CARLSON:  As your agent, I would not recommend that. 

GEIST:  Finally, Tucker, because he loves his wife so much and because he so desperately wants her to be the next president of the United States, Bill Clinton is going to spend some private time alone on a couch with complete strangers.  In a new fund-raising approach for Hillary Clinton‘s campaign, you can win the chance to watch a Democratic debate with Bill Clinton.  The former president said, quote, we will sit down in and front of a big TV with a big bowl of chips and watch the debate and talk about the race.

If you enter before the Sunday midnight deadline, you and a guest could be the ones to sit down with me to watch a he presidential debate.  Don‘t forget to send your measurements and an eight by 10 glossy along with your contribution.  He didn‘t say that part, but creative campaigning here, Tucker. 
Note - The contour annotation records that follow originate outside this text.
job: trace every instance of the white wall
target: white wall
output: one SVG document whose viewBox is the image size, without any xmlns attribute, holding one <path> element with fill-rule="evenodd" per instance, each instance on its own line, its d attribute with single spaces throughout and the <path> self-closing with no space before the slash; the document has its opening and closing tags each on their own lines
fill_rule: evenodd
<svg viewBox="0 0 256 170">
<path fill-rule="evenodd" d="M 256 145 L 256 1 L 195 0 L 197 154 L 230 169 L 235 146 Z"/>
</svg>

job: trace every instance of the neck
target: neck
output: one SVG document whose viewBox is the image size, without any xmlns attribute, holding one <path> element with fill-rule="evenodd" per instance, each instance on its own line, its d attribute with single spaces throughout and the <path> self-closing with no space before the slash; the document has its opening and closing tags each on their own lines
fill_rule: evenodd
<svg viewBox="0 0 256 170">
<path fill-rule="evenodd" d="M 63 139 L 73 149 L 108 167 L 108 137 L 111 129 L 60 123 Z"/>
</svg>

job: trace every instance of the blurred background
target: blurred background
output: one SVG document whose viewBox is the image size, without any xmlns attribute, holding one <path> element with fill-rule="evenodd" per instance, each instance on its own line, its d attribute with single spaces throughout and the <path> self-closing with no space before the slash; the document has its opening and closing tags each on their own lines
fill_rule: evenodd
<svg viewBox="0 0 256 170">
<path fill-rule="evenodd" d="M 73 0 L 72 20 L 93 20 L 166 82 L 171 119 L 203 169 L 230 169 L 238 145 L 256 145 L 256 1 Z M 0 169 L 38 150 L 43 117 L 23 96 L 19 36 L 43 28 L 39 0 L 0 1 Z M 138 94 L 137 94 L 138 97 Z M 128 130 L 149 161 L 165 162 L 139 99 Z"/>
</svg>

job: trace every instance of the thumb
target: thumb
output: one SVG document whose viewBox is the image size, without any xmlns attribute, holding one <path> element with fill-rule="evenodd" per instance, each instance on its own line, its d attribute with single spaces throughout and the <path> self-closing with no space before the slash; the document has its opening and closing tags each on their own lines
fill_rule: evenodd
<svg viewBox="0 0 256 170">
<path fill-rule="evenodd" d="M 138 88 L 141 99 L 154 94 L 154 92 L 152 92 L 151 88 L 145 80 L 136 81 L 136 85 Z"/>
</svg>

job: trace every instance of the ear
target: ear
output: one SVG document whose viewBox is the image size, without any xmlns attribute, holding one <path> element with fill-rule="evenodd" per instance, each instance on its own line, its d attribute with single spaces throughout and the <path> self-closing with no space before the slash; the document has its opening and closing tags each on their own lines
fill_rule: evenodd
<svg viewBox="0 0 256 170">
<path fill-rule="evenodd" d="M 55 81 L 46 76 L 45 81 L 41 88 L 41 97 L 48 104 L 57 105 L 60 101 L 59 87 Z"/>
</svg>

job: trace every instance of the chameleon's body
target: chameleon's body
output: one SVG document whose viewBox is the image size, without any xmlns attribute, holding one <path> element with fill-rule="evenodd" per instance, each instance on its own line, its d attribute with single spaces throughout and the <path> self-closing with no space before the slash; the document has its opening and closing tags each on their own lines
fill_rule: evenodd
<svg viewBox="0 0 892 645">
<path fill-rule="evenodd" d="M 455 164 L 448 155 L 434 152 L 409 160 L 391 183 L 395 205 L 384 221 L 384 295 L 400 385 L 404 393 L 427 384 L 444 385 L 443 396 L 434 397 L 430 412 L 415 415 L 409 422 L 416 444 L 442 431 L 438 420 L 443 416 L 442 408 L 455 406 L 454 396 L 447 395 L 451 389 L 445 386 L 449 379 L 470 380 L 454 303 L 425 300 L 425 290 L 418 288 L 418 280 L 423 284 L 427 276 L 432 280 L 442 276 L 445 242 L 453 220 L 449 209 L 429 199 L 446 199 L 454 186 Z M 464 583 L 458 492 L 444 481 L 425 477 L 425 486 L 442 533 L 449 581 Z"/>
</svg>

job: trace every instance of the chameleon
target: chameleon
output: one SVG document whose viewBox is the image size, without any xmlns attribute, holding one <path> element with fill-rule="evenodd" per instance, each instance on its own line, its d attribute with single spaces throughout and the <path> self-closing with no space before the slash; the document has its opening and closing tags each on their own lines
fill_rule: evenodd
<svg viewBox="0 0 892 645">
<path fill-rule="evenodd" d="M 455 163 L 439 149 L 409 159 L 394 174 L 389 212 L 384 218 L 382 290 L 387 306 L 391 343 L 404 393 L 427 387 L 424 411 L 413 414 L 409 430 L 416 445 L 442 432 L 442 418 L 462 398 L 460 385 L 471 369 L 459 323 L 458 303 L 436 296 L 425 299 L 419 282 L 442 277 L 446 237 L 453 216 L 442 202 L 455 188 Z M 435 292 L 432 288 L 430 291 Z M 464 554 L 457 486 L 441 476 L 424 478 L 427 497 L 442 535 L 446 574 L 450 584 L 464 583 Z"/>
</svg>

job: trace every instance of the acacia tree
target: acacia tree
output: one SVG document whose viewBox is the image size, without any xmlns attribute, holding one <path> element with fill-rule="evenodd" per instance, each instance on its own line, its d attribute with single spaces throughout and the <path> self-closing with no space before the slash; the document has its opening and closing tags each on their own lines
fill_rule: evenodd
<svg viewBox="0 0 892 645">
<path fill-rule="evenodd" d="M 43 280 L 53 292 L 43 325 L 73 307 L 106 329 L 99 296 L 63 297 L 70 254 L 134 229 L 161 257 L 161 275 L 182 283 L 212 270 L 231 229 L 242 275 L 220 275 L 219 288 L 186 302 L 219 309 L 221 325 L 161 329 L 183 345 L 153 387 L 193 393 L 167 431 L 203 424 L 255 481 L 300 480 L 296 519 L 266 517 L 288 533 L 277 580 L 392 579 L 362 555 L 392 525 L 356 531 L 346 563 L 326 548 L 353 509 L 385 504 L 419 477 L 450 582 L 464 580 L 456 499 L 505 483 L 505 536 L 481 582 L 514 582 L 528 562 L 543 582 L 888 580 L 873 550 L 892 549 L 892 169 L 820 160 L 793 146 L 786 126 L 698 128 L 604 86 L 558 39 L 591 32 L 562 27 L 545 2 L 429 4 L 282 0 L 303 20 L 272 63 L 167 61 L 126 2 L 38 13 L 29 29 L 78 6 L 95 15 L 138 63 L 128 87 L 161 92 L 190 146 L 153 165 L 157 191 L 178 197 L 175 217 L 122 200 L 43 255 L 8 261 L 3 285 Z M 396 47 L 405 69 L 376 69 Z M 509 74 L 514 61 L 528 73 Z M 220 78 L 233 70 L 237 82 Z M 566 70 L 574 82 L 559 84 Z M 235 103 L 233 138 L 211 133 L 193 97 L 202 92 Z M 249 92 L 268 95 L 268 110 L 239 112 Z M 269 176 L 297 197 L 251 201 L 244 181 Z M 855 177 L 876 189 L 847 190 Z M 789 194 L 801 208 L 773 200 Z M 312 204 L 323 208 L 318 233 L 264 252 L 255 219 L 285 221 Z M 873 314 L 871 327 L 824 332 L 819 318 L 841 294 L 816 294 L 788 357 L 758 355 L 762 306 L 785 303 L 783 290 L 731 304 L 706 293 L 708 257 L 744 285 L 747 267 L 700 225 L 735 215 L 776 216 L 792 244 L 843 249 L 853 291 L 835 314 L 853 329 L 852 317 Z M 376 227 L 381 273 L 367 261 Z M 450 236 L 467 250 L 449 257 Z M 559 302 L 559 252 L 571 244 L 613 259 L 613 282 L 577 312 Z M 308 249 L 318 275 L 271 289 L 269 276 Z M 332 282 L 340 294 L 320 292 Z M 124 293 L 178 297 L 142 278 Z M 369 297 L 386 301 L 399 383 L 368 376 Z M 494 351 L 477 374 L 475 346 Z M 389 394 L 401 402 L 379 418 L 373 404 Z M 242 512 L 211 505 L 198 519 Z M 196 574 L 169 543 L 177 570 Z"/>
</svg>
CARLSON:  I never liked Clinton but I have got to admit, he probably would be fun to watch a debate with. 

GEIST:  Absolutely.  Just be careful.  That‘s all.

CARLSON:  Yes.  I‘m not giving to her campaign though.  Willie Geist, thanks.  For more on Willie, you can check out his Zeit Geist video blog at ZEITGEIST.MSNBC.com.  That does it for us.  Thanks for watching.  We‘ll be back tomorrow.  See you then.

THIS IS A RUSH TRANSCRIPT. THIS COPY MAY NOT BE IN ITS FINAL FORM AND MAY BE UPDATED.